Tax Rules and a Quick Warning The provisions of the stimulus tripled the size of credits for upgrading your home. But you must meet Federal requirements to successfully file for the credit or return. All new HVAC systems or new windows, skylights, doors, etc., have to be installed between January 1, 2009, and December 31, 2010.

If you're planning on taking the credit, you must buy products that meet Federal energy efficiency requirements. Even a product identified on its label as an Energy Star certified item may not meet the regulations. New compliance levels have been set based on National Fenestration Council (NFRC) ratings for U-Factor and Solar Heat-Gain-Coefficient values.

There are varieties of insulation products that meet lifespan and warranty requirements that you can add to your materials checklist. And roofing materials that meet Energy Star requirements may also qualify.

Insist on Paper For each purchase you want to apply to your tax return, you'll need the receipt, the product tag verifying its energy-efficiency ratings (Manufacturer's Certification Statement), and a separate form provided by the retailer indicating the sale of an qualifying item.

Don't confuse your contractor with your tax attorney. Look carefully at advertising from contractors who claim that they'll match your $1,500 tax credit. That's assuming that you can qualify for one.

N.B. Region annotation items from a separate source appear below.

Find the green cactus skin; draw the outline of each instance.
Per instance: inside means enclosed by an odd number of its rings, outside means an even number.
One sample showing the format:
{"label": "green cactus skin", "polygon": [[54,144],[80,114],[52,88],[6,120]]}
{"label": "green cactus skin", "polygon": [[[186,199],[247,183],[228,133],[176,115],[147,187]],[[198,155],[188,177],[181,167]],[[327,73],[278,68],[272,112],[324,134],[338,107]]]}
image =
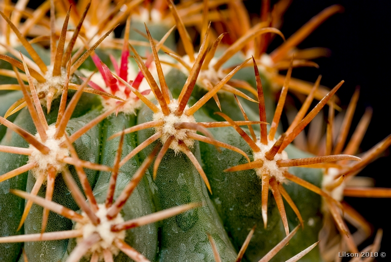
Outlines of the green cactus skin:
{"label": "green cactus skin", "polygon": [[[134,34],[134,28],[144,31],[144,25],[136,22],[132,23],[130,39],[141,40]],[[152,36],[160,39],[168,30],[164,25],[157,25],[150,30]],[[175,48],[174,39],[169,38]],[[35,48],[36,47],[35,47]],[[48,64],[47,52],[39,47],[40,55]],[[148,48],[136,48],[145,55]],[[105,64],[109,65],[108,54],[119,56],[116,50],[97,50]],[[238,58],[239,57],[239,58]],[[226,65],[235,65],[243,60],[237,56]],[[132,59],[130,63],[134,65]],[[231,63],[231,64],[230,64]],[[93,62],[88,58],[81,69],[93,70]],[[111,68],[112,69],[112,68]],[[78,74],[78,72],[77,72]],[[187,79],[186,75],[176,69],[173,69],[165,76],[168,86],[173,96],[179,95]],[[274,110],[274,100],[268,92],[270,85],[266,77],[261,76],[265,96],[266,112],[271,114]],[[255,87],[254,74],[250,68],[245,68],[238,72],[235,77],[244,80]],[[2,78],[0,78],[1,81]],[[7,80],[8,81],[8,80]],[[74,78],[73,82],[76,81]],[[193,105],[199,100],[206,91],[196,85],[192,96],[189,101]],[[251,96],[250,94],[247,93]],[[71,94],[68,95],[71,96]],[[20,98],[19,92],[10,92],[0,96],[0,115],[3,115],[10,105]],[[218,93],[222,111],[235,120],[242,119],[240,109],[232,94]],[[68,99],[69,97],[68,97]],[[103,112],[100,101],[92,95],[84,95],[76,107],[72,119],[67,125],[68,135],[86,125],[92,118]],[[245,111],[250,120],[259,119],[258,104],[244,101],[242,103]],[[51,112],[45,116],[48,124],[56,120],[58,110],[59,100],[53,101]],[[208,101],[195,114],[198,122],[221,121],[221,118],[214,113],[219,111],[215,102]],[[152,111],[147,106],[136,110],[135,115],[126,115],[122,112],[112,114],[95,126],[73,144],[81,159],[113,166],[118,147],[119,137],[109,139],[112,135],[121,132],[124,129],[146,123],[152,119]],[[267,119],[271,119],[271,115]],[[36,132],[30,115],[23,109],[10,116],[9,120],[31,133]],[[256,132],[259,126],[254,127]],[[244,129],[247,131],[247,130]],[[209,130],[219,141],[227,143],[244,151],[253,160],[252,151],[240,135],[231,128]],[[28,146],[23,139],[14,133],[6,133],[6,129],[0,127],[1,145],[19,147]],[[154,133],[153,128],[138,131],[137,133],[125,136],[125,142],[121,159]],[[152,143],[126,162],[120,168],[116,185],[114,198],[129,183],[132,176],[144,161],[152,152],[159,141]],[[238,172],[224,172],[228,167],[246,163],[245,158],[234,152],[221,149],[219,152],[210,144],[196,142],[191,148],[192,152],[202,165],[212,188],[212,193],[200,176],[194,165],[183,153],[175,153],[169,149],[159,166],[156,178],[154,180],[154,161],[152,162],[144,177],[134,192],[126,202],[120,213],[125,220],[140,218],[158,211],[190,203],[201,203],[202,206],[170,217],[164,220],[149,224],[126,231],[126,241],[151,261],[215,261],[213,248],[208,235],[211,236],[217,246],[221,261],[235,261],[237,254],[251,228],[257,227],[250,244],[243,259],[244,261],[258,261],[274,247],[285,235],[285,232],[278,209],[271,192],[269,192],[268,202],[268,223],[264,228],[261,212],[261,183],[259,177],[253,170]],[[286,149],[290,158],[310,156],[294,147]],[[0,174],[4,174],[23,164],[27,160],[24,155],[0,153],[0,158],[6,165],[0,167]],[[69,166],[74,179],[81,188],[75,169]],[[99,203],[103,203],[108,191],[111,174],[109,172],[95,171],[86,169],[88,182],[94,196]],[[320,186],[322,172],[318,169],[290,168],[289,172],[317,186]],[[42,221],[43,208],[33,204],[23,228],[16,232],[23,210],[25,200],[8,192],[9,189],[20,189],[30,192],[35,182],[31,172],[21,174],[0,183],[0,233],[1,236],[22,234],[39,233]],[[38,195],[44,196],[44,185]],[[285,187],[304,221],[303,230],[299,230],[283,252],[278,253],[273,261],[286,260],[308,246],[316,242],[318,234],[322,227],[322,215],[321,197],[293,183],[288,183]],[[79,207],[70,194],[61,175],[56,179],[53,201],[76,211]],[[289,225],[292,229],[299,224],[293,211],[285,202],[284,203]],[[80,212],[80,211],[78,212]],[[75,224],[67,218],[54,212],[49,216],[46,232],[56,232],[70,230]],[[22,248],[24,248],[28,261],[65,262],[76,246],[74,239],[26,242],[24,244],[0,243],[0,261],[14,262],[23,261]],[[88,256],[82,261],[89,261]],[[123,253],[114,259],[116,262],[132,261]],[[319,251],[315,249],[303,259],[303,261],[321,261]]]}
{"label": "green cactus skin", "polygon": [[[146,107],[142,108],[138,114],[138,123],[151,121],[152,112]],[[139,143],[145,141],[153,132],[152,129],[138,131]],[[144,158],[153,146],[150,146],[143,152]],[[197,143],[192,151],[199,159]],[[150,172],[152,174],[152,172],[150,168]],[[235,260],[235,250],[208,196],[206,187],[198,171],[184,153],[175,153],[169,150],[159,166],[153,184],[156,187],[154,196],[157,206],[161,209],[192,202],[203,203],[202,207],[163,221],[159,261],[213,261],[207,233],[217,242],[223,261]]]}
{"label": "green cactus skin", "polygon": [[[69,97],[71,97],[71,93],[70,93],[69,95]],[[99,100],[96,99],[96,96],[90,94],[85,94],[82,98],[86,103],[85,107],[78,108],[72,115],[74,117],[80,117],[84,115],[86,112],[91,109],[92,106],[96,105],[97,102],[99,102]],[[53,104],[53,106],[55,107],[54,108],[58,108],[59,102],[58,100],[57,100]],[[52,123],[55,121],[57,114],[57,111],[53,110],[47,116],[48,123]],[[26,109],[22,110],[18,115],[14,123],[30,133],[35,134],[36,132],[35,127],[31,120],[29,113]],[[25,148],[28,145],[27,142],[19,135],[13,132],[10,133],[10,137],[8,137],[6,135],[3,138],[1,142],[1,145],[21,148]],[[1,165],[1,174],[5,174],[24,165],[27,160],[27,156],[3,152],[0,153],[0,154],[2,156],[1,159],[5,161],[5,163],[8,163],[8,165]],[[1,199],[0,202],[0,207],[1,207],[0,209],[1,213],[0,214],[1,214],[2,217],[5,218],[4,219],[1,220],[1,236],[13,236],[16,234],[22,233],[22,229],[19,232],[16,232],[16,229],[19,225],[18,220],[20,220],[23,213],[24,200],[20,197],[16,197],[16,196],[9,193],[9,190],[10,189],[13,189],[25,191],[27,181],[27,173],[25,173],[0,183],[0,186],[2,189],[0,194],[0,197]],[[36,226],[40,228],[40,226]],[[40,229],[38,230],[40,230]],[[11,257],[14,258],[14,260],[15,259],[19,254],[19,251],[17,251],[16,250],[20,250],[21,245],[14,243],[0,244],[0,246],[4,246],[4,248],[0,248],[1,260],[4,261],[12,261],[13,260],[11,258]],[[18,247],[17,249],[14,249],[13,251],[8,251],[8,250],[12,250],[12,248],[9,247],[11,246]],[[9,257],[10,256],[11,257]]]}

Remember, only certain energy-efficient renovations qualify for tax credits and include labor costs. Review the list at the Energy Star website.

Also, don't take a contractor's word that the materials meet the provisions unless you see the actual manufacturer's certification tag. Any contract or work-order you arrange with your installer should itemize materials costs in a separate breakout from labor. You'll need to save all the documentation you can for your records.

It's worth a note that the law also set aside $5 billion in funds for weatherization assistance to qualified low-income households.